The ability to change fuel load to meet a given loading scenario is a great advantage to conventionally-powered aircraft. Developing new electric aircraft is expensive, and you might think that retrofitting existing airframes with new propulsion systems is the answer. However, I’d expect that to be challenging to put into actual operation (vs. proof of concept). Most aircraft today have landing weight limitations which assume the consumption of fuel. You can’t take advantage of that design approach with batteries, so existing airframes are immediately hobbled by this limitation.
Commercial operators and flight schools likely have the best outcomes for electric airplanes as they can set up for the battery swap method vs. charging in the aircraft. It will be interesting to see what use cases are successful.
I love to read about new planes, the ones where marketing people want it to go 200 kts and 1,000 NM and carry 1,900 pound of cargo. However, when (and if) these planes ever make it to production they never seem to have those numbers.
This has nothing to do with acceptance of electric propulsion for vehicles or aircraft. Electric self-launching gliders have been around for decades. The very first cars were powered by batteries – over a century ago. This is about the laws of physics. There is nothing that comes close to the energy density, efficiency, and portability of liquid fossil fuels, ie gasoline and diesel. Listen to the engineers like me and not the fake scientists and climate crisis hucksters.
Kent, I am not sure we read the same article. There was no mention of climate or hucksters that I saw? Electric motors are in fact MORE efficient than any combustion engine, are much cheaper to run, arguably more reliable, and require less maintenance, so there’s that. Yes, what you said about portability, energy density, absolutely, I agree, and Ben suggested same regarding his trip to Grand Forks years ago. The point was there is a place for it NOW with a specific mission in mind, not ALL missions, but a specific mission. Harbour Air in Vancouver is in a similar situation, hence the title of the article and the specifics about the limitations of the present technology…..
I think that the exploration of different energy options is a good idea, even though some options may not immediately seem to be anything but folly. I am a bit surprised that aviation has not done more with roll-on roll-off battery or fuel cells. I can imagine landing at an FBO and have a robot controlled energy system remove the fuel cell and replace it with a new fully charged fuel cell while the cargo is being offloaded.
This ro-ro method may not be economical for Li-ion batteries but it might be perfect for hydrogen or other alternative fuel cells.
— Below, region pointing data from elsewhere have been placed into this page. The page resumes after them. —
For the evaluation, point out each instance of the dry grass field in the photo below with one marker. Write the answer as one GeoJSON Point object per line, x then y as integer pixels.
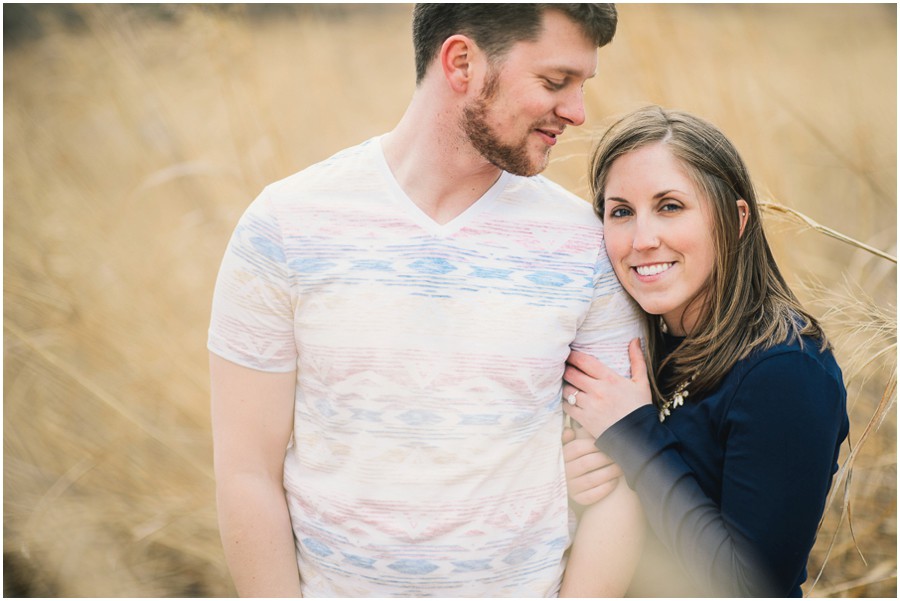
{"type": "Point", "coordinates": [134, 137]}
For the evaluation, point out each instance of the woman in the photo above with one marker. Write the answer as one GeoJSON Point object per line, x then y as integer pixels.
{"type": "Point", "coordinates": [732, 441]}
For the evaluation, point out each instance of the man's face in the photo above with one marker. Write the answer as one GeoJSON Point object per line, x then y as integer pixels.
{"type": "Point", "coordinates": [527, 102]}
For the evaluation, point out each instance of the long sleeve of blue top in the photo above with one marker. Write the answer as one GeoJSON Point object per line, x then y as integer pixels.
{"type": "Point", "coordinates": [734, 484]}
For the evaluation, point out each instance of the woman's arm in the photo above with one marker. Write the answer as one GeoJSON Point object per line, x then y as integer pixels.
{"type": "Point", "coordinates": [252, 417]}
{"type": "Point", "coordinates": [607, 546]}
{"type": "Point", "coordinates": [780, 433]}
Perhaps Tesla has done the analysis of the ro-ro method of refueling and decided that charging stations were the better option for now. However, the ro-ro option seems to fit the American style of travel much better. Imagine pulling into an energy station that has sent you a signal that they have fuel cells ready. You pull in, and instead of waiting an hour to charge your Tesla or airplane, the robot pulls your nearly depleted fuel cell and re-installs a fresh fuel cell in less than one minute.